Scientists have designed a new way of measuring how much artificial intelligence (Ia) systems are – how fast they can beat or compete with humans in difficult tasks.
Although AIS can generally surpass humans in prediction of text and knowledge tasks, when they have given more substantial projects to carry out, such as distance assistance, they are less effective.
To quantify these performance gains in AI models, a new study proposed to measure the AIS according to the duration of the tasks they can perform, compared to the duration of humans. Researchers published their results on March 30 on the preprint database arxivThey have therefore not yet been evaluated by peers.
“We note that the measurement of the duration of the tasks that models can perform is a useful objective for understanding the current AI capabilities. Model assessment and threat research (METR) explained in a blog accompanying the study.
The researchers found that the AI models had carried out tasks that would take humans for less than four minutes with a success rate of almost 100%. However, this dropped to 10% for tasks taking more than four hours. The older AI models have made it possible to do less longer tasks than the latest systems.
This should expect the study stressing that the duration of AIS general tasks could carry out with a reliability of 50% a doubly two months every six months.
In relation: Scientists discover major differences in the way humans and AI “think” – and implications could be significant
To conduct their study, the researchers took a variety of AI – Sonnet 3.7 and GPT -4 models to Claude 3 opus and older GPT models – and opposed them to a series of tasks. These allegedly affects that generally take humans for a few minutes as the search for a basic factual question on Wikipedia) to those who take human experts for several hours – complex programming tasks such as the drafting of Cuda grains or the repair of a subtle bug in Pytorch, for example.
Test tools, especially Hast And Relaunch were used; The first has 189 autonomy software tasks to assess the capacities of AI agents in task management around automatic learning, cybersecurity and software engineering, while the second uses seven machine research tasks in automatic at opening, such as optimizing a GPU nucleus, benchmarked against human experts.
The researchers then evaluated these tasks for “disorder”, to see and assess how certain tasks contained things such as the need for coordination between several work flows in real time – making the task more complicated – and are therefore more representative of the tasks of the real world.
Researchers have also developed atomic software actions (SWAA) to establish how fast people can do the tasks. These are tasks in one step ranging from one to 30 seconds, basic by METR employees.
Indeed, the study revealed that the “duration of attention” of the AI advances at high speed. By extrapolating this trend, researchers have projected (if their results can generally be applied to real tasks) that AI can automate the value of one month of human software development by 2032.
To better understand the advanced capacities of the AI and its potential impact and its risks for society, this study could form a new reference relating to the results of the real world to allow “a significant interpretation of absolute performance, not only relative performance”, said scientists.
A new border to assess AI?
A new potential reference could allow us to better understand the intelligence and real capacities of AI systems.
“Metric itself is not likely to change the course of AI development, but it will follow the speed with which progress is made on certain types of tasks in which AI systems will be ideally used”, ” Sohrob KazerounianAn eminent IA researcher at Vectra AI, told Live Science.
“The measurement of AI against duration, it takes a human to accomplish a given task is an interesting proxy metric for intelligence and general capacities,” said Kazerounian. “First, because there is no singular metric that captures what we mean when we say” intelligence “. Second he added.

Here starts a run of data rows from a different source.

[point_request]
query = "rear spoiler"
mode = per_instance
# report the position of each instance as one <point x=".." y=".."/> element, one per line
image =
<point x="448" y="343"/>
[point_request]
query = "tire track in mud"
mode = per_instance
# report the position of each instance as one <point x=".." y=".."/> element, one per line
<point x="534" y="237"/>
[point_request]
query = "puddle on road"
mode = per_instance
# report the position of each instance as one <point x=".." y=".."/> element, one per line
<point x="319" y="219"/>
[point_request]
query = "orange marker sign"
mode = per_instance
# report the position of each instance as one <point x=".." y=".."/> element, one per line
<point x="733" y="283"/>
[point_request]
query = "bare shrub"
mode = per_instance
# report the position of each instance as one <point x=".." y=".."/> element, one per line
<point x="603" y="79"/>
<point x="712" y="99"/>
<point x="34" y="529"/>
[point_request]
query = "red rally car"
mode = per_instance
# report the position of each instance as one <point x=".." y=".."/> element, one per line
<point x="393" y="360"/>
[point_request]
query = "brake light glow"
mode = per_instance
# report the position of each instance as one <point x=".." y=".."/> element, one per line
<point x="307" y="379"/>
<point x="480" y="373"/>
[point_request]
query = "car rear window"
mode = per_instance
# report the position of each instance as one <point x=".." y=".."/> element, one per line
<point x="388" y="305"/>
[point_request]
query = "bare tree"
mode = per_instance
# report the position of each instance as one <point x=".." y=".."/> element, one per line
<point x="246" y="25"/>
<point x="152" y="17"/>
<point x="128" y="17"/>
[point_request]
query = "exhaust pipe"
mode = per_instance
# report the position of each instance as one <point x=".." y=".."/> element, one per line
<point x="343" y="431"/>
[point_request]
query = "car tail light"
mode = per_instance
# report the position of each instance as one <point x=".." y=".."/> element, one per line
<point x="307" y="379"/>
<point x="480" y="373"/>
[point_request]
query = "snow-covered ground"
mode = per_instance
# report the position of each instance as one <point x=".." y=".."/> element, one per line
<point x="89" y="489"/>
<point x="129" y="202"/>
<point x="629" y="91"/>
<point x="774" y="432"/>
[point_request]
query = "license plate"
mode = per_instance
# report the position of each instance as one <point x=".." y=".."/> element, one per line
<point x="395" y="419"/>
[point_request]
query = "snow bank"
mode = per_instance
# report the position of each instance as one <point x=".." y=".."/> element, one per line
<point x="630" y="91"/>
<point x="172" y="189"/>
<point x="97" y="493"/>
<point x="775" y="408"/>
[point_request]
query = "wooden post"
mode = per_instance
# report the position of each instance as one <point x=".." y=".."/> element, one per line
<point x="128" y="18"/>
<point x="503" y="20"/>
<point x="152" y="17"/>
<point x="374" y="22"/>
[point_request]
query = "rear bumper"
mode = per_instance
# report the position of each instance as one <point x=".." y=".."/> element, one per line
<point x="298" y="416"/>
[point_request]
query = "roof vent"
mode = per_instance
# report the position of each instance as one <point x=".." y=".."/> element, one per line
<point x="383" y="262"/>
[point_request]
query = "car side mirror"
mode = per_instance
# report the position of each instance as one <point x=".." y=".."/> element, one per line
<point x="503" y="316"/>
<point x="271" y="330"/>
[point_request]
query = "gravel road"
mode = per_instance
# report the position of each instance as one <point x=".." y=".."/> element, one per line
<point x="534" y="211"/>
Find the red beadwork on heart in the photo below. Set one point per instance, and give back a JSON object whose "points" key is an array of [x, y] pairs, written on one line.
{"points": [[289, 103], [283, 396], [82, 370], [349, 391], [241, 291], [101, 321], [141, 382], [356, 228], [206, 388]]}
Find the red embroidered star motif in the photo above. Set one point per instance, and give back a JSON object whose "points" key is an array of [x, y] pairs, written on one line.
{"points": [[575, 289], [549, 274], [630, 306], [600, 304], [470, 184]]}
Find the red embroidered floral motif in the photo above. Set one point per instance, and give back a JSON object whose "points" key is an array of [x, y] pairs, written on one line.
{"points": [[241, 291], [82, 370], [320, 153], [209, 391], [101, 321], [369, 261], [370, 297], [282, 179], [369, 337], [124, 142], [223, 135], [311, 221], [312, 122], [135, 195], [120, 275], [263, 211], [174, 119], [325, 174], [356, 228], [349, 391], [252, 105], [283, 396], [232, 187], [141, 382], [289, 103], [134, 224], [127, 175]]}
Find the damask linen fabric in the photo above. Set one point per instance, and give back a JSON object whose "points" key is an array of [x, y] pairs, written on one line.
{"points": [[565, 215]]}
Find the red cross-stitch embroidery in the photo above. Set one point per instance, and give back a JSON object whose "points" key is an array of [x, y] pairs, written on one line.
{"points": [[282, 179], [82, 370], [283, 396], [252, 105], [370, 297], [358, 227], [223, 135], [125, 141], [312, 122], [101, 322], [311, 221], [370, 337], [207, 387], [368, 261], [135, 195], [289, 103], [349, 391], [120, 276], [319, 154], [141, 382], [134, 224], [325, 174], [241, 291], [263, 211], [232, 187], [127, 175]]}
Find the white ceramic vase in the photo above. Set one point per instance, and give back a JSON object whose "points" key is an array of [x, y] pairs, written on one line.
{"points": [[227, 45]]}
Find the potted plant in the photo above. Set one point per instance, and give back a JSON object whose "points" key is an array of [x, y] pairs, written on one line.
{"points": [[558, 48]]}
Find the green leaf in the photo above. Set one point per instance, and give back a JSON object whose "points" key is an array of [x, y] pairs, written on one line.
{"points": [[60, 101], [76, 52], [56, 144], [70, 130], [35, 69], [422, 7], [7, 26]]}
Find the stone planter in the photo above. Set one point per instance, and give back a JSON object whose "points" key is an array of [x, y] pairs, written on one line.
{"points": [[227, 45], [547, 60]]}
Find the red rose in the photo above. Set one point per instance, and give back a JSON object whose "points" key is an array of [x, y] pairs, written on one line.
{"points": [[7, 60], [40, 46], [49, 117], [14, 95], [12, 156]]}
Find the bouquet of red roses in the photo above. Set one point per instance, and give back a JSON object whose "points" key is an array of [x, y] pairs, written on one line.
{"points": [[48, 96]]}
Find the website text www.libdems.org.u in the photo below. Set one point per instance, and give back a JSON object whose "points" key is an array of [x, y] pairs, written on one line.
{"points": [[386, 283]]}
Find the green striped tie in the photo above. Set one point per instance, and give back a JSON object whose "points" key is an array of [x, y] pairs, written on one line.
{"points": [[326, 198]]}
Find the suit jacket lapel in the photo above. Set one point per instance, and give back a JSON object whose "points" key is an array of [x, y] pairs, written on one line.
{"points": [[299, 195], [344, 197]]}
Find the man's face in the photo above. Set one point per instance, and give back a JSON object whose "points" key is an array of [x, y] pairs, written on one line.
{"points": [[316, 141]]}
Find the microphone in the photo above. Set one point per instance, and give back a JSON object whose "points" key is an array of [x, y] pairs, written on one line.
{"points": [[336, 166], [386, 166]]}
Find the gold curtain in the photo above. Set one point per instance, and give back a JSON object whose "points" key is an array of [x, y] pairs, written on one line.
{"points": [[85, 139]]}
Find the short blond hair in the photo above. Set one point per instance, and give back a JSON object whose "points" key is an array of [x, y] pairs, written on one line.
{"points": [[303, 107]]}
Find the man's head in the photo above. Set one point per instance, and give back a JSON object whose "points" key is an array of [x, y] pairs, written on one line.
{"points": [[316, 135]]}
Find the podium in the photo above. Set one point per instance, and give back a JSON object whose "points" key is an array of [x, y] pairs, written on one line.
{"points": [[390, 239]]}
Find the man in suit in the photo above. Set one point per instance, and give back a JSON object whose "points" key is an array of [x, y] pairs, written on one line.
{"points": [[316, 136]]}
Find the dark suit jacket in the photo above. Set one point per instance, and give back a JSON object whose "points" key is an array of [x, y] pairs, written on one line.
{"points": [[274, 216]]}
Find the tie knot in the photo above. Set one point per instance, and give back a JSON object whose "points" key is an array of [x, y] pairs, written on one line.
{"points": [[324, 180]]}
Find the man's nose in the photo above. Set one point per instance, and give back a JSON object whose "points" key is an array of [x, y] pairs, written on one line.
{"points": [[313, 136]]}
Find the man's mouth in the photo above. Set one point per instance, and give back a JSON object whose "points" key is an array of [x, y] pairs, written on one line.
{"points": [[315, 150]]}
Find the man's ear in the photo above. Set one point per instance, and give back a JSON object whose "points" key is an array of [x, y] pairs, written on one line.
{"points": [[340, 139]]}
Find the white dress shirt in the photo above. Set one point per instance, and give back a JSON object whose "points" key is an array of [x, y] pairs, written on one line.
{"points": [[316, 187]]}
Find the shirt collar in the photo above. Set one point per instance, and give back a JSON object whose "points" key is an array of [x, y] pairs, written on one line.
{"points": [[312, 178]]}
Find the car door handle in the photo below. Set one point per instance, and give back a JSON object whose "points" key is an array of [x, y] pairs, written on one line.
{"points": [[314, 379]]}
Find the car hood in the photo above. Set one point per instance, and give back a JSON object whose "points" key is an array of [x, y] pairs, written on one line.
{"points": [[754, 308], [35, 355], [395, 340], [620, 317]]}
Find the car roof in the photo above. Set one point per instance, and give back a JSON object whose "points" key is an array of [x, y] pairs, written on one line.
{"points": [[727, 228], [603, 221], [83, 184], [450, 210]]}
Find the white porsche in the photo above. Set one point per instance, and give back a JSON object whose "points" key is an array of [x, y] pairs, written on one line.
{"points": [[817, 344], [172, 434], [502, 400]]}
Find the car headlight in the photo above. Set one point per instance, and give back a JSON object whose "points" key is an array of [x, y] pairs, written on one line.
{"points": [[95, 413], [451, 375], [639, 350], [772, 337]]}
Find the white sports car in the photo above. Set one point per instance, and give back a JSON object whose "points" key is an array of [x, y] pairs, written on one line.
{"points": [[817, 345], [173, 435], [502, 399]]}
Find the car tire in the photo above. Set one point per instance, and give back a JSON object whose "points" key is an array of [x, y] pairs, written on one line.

Eleanor WatsonMember of the IEEE and Ethics Engineer of AI at Singularity University, agrees that research is useful.
The measurement of AIs on the duration of the tasks is “precious and intuitive” and “directly reflects the complexity of the real world, capturing the skills of AI to maintain coherent behavior led by objectives over time”, compared to traditional tests that assess the performance of AI on short and isolated problems, she told Live Science.
The generalist AI arrives
Undoubtedly, in addition to a new reference metric, the greatest impact of the document is to underline the speed with which the AI systems are progressing, in parallel with the upward trend of their ability to manage long tasks. In this spirit, Watson predicts that the emergence of general practitioners of the AI who can manage a variety of tasks will be imminent.
“By 2026, we will see the AI becoming more and more general, managing various tasks on a day or a whole week rather than short and closely defined assignments,” said Watson.
For companies, Watson noted, this could produce AIS which can take substantial parts of professional workloads – which could not only reduce costs and improve efficiency, but also allow people to focus on more creative, strategic and interpersonal tasks.
“For consumers, AI will evolve from a simple assistant in a reliable personal manager, capable of managing complex life tasks – such as travel planning, health surveillance or financial portfolio management – during the days or weeks, with minimum surveillance,” added Watson.
Indeed, the ability of AIS to manage a wide range of long tasks could have a significant impact on how the company interacts and uses AI in the coming years.
“While specialized AI tools will persist in niche applications for reasons of efficiency, powerful generalist AI agents – capable of flexibly switching between various tasks – will emerge in a good place,” concluded Watson. “These systems will integrate skills specializing in broader and directed work flows, to reshape everyday life and professional practices in a fundamental way.”